Mas, note-se, mesmo assim – diante daquela decisão -, o reajuste (em verdade, reposição – restituição de perdas) a ser concedido não superará, em âmbito federal, cerca de 3,5%; absurdo, comparativamente à verdadeira inflação nos períodos.

Do descumprimento do mencionado art. 37, X, da Constituição Federal, acumuladas perdas de vencimento dos servidores públicos do Poder Judiciário do Estado de São Paulo, num período aproximado de sete anos (apesar de abono concedido no ano passado, que se não incorpora ao salário), desde 27 de agosto passado, foi deflagrada greve desse funcionalismo, irrespondível em sua justiça, porque legítima.

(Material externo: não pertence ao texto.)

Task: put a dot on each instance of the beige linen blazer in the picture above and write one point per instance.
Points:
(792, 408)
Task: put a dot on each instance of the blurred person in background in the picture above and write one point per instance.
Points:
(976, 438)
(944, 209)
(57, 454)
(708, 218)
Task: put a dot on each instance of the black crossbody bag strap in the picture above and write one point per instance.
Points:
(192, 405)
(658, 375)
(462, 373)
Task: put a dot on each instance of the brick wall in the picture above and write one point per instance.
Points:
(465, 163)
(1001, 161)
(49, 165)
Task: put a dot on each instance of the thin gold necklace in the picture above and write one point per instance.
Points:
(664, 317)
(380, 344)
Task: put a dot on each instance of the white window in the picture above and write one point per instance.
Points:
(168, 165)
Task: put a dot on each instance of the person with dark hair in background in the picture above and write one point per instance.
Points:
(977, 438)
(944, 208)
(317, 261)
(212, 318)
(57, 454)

O Poder Judiciário não dispensa remuneração justa de servidores e juízes; aqueles, base do serviço destes. Uns não andam sem os outros. A respeito, existe o precedente específico do Tribunal de Justiça do Rio Grande do Sul, que, em consonância com a exegese aqui retratada, encaminhou projeto de lei à Assembléia Legislativa daquele Estado e que se transformou na Lei nº 11.522/2.000; destarte, atendendo à diretriz Constitucional já referida, cuja preterição – ou postergação -, bom se frise, no quadro atual da sobrecitada greve, tornará inda mais caótico o estado de coisas da Justiça Paulista.

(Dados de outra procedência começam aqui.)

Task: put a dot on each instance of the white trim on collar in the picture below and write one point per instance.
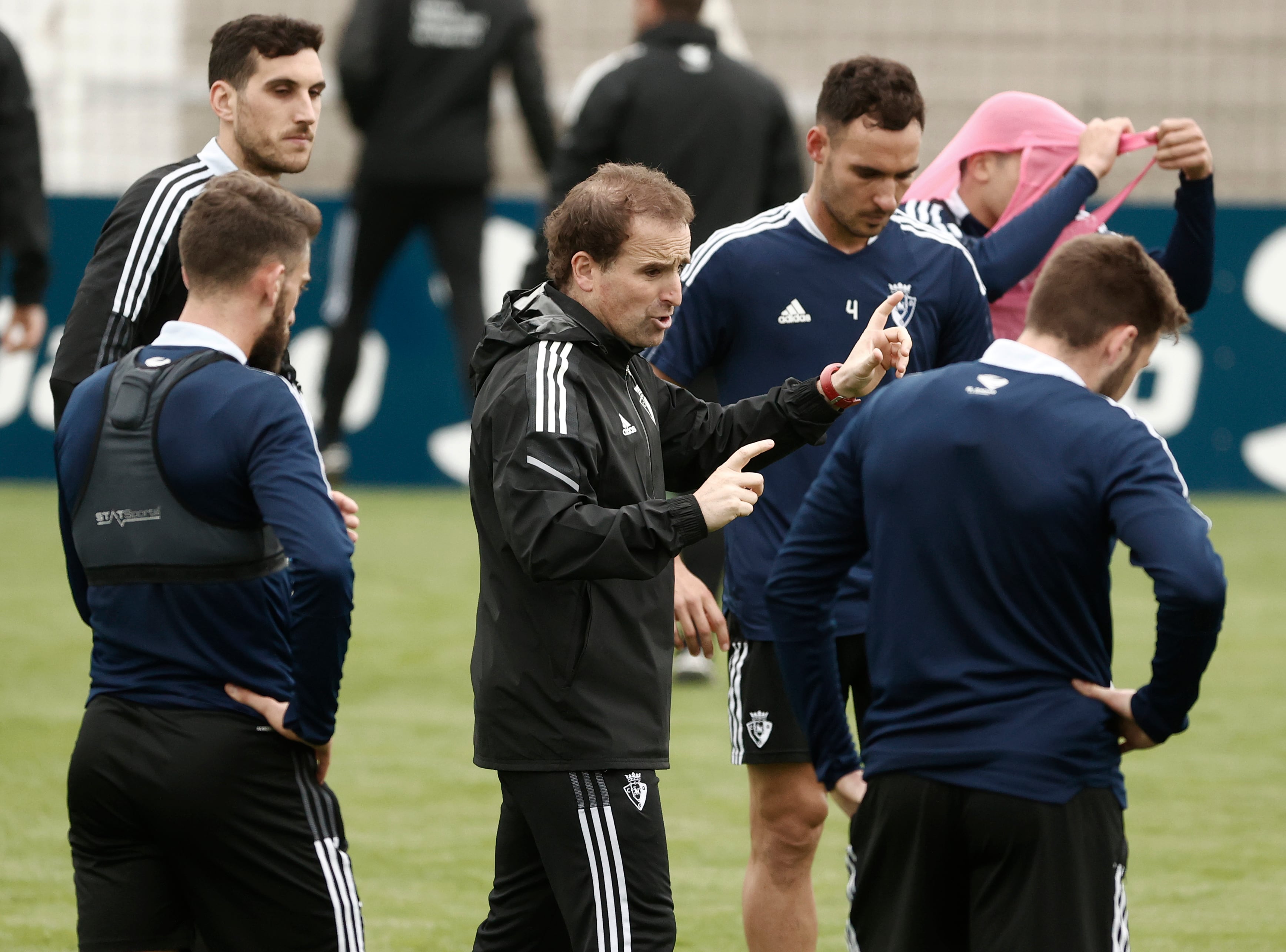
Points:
(799, 211)
(1019, 357)
(957, 205)
(187, 334)
(217, 159)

D´outra feita, para nós, irrefutável a linha de argumentação do desembargador Mohamed Amaro, deste Estado, em decisão de 27 de setembro passado, no mandado de segurança nº 84.614.0-7, em especial, quanto ao reconhecimento do direito à greve; por conseguinte, obstando-se desconto de vencimentos relativos aos dias de paralisação.

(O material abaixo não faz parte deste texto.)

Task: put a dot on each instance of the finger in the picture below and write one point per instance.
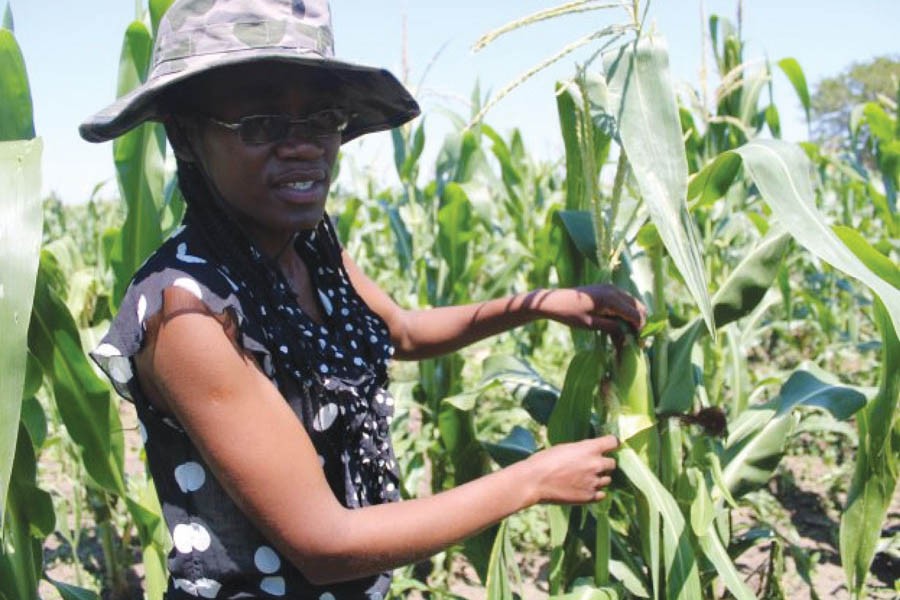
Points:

Não obstante essa decisão tenha sido cassada, em caráter liminar, no Supremo Tribunal Federal, respeitado o posicionamento contrário e pendente julgamento do mérito da questão, à vista da omissão do legislador federal na elaboração de lei complementar definidora dos limites desse tipo de greve (vide arts. 9º e 37, VII, da Constituição Federal e art. 115, VIII, da Constituição deste Estado), desde 04 de junho de 1.998 (data da Emenda Constitucional nº 19), a justificar fundado mandado de injunção, aquela só inércia confere legalidade ao exercício do direito à greve, sob pena de se entender, equivocadamente, que a eficácia da Constituição Federal estaria a depender de norma de hierarquia inferior, ao sabor da conveniência de legislador relapso – que falta ao cumprimento de seu dever, de sua obrigação (vide léxico).

Exemplificando, a este se daria, dando-se guarida àquele entendimento, o controle “ad eternum” do direito reconhecido na Constituição. Já foi dito: o direito precisa sair do papel e ganhar foros de cidadania, para que os princípios constitucionais sirvam, de fato, à garantia dos direitos a que visam resguardar.

Sintetizando, faz-se preciso, porque imperioso e ínsito ao Estado de Direito, o estabelecimento – ou restabelecimento – do primado da Constituição Federal, acima de quaisquer pessoas e como base da convivência pacífica e harmônica da sociedade.

Do contrário, dir-se-á existir, neste País, uma Constituição, rígida em seus princípios, conquanto passível de cumprimento ao sabor da conveniência de seus destinatários; ou seja, uma fantasmagoria – falsa aparência de lei (a um só tempo, uma realidade formal e uma fantasia real).